By Tom Murphy, AP Business Writer

Skyrocketing premiums have stunned some consumers who buy their own health insurance policies. People in several corners of the country are facing increases of 20% or more from some insurers.

Congress has asked the largest health insurer, WellPoint Inc., to testify about rate hikes of up to 39% for its Anthem Blue Cross plans in California, and President Obama wants federal oversight of rate increases.

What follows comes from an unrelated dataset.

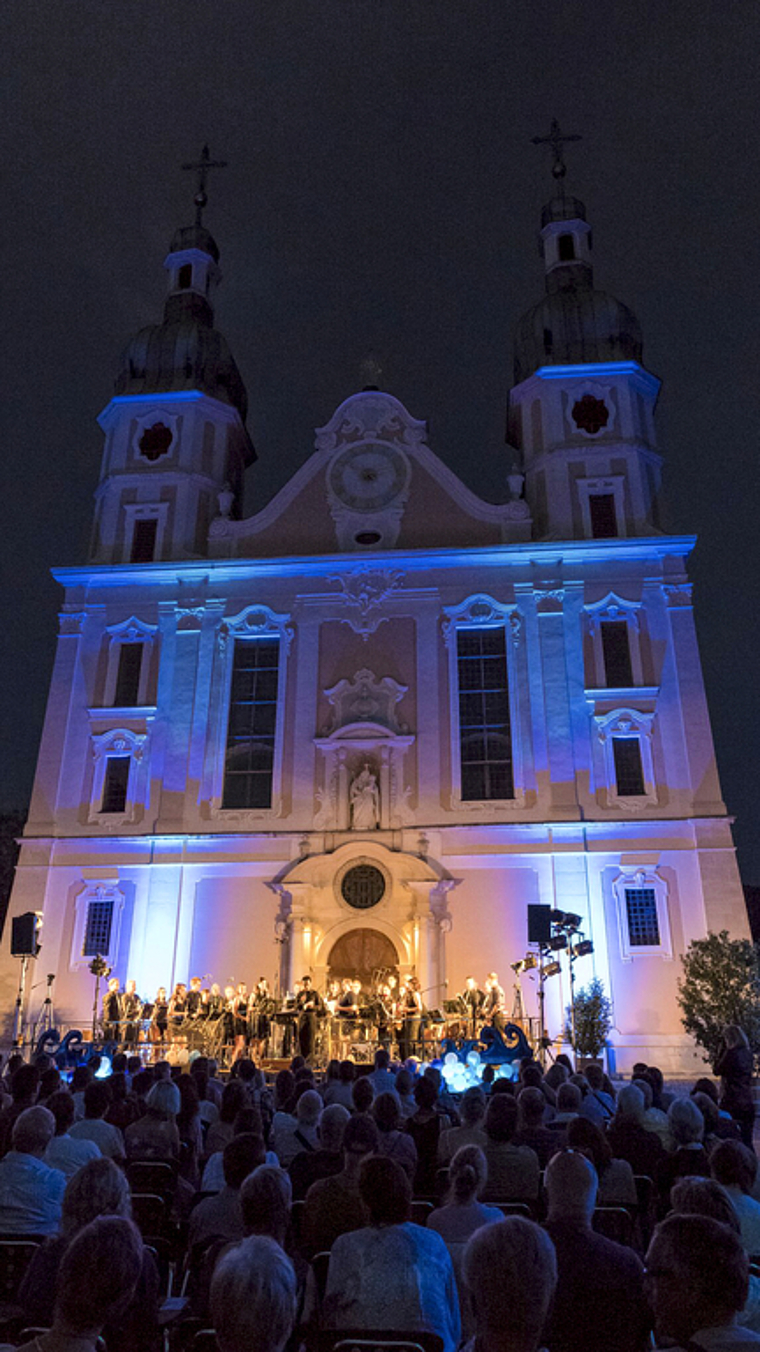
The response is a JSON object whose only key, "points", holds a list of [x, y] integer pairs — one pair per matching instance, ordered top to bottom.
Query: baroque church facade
{"points": [[372, 723]]}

Insurers say rising medical costs are to blame for the price hikes.

There are steps consumers can take to shrink their payments while all this haggling takes place. Here are things to consider:

Q: What's an abnormal rate increase?

A: That depends on your age or how expensive your plan is. But generally, rate increases above 20% or 25% would fit the definition, said Colleen King, an independent insurance agent in Northridge, Calif.

Q: What's the first thing to do if you see a new premium that makes your hair stand up?

A: Find out when it goes into effect if your insurer doesn't spell that out. Some provide a couple months notice depending on the state.

Then ask your insurer what can be done. You may be able to raise your deductible to lower the premium. Many insurers will offer alternative plans to keep your business. But keep in mind a higher deductible means higher out of pocket costs when you use the plan.

Q: Should I look outside my insurer?

A: Definitely. Call an independent insurance agent for help or look at Web sites like www.eHealthInsurance.com to get a sense for prices. Many agents also have Web sites.

Independent agents can be helpful if you have pre-existing conditions that will affect your rates or an insurer's decision to accept you. For instance, an agent might know which insurers are more lenient on their underwriting for people with back problems.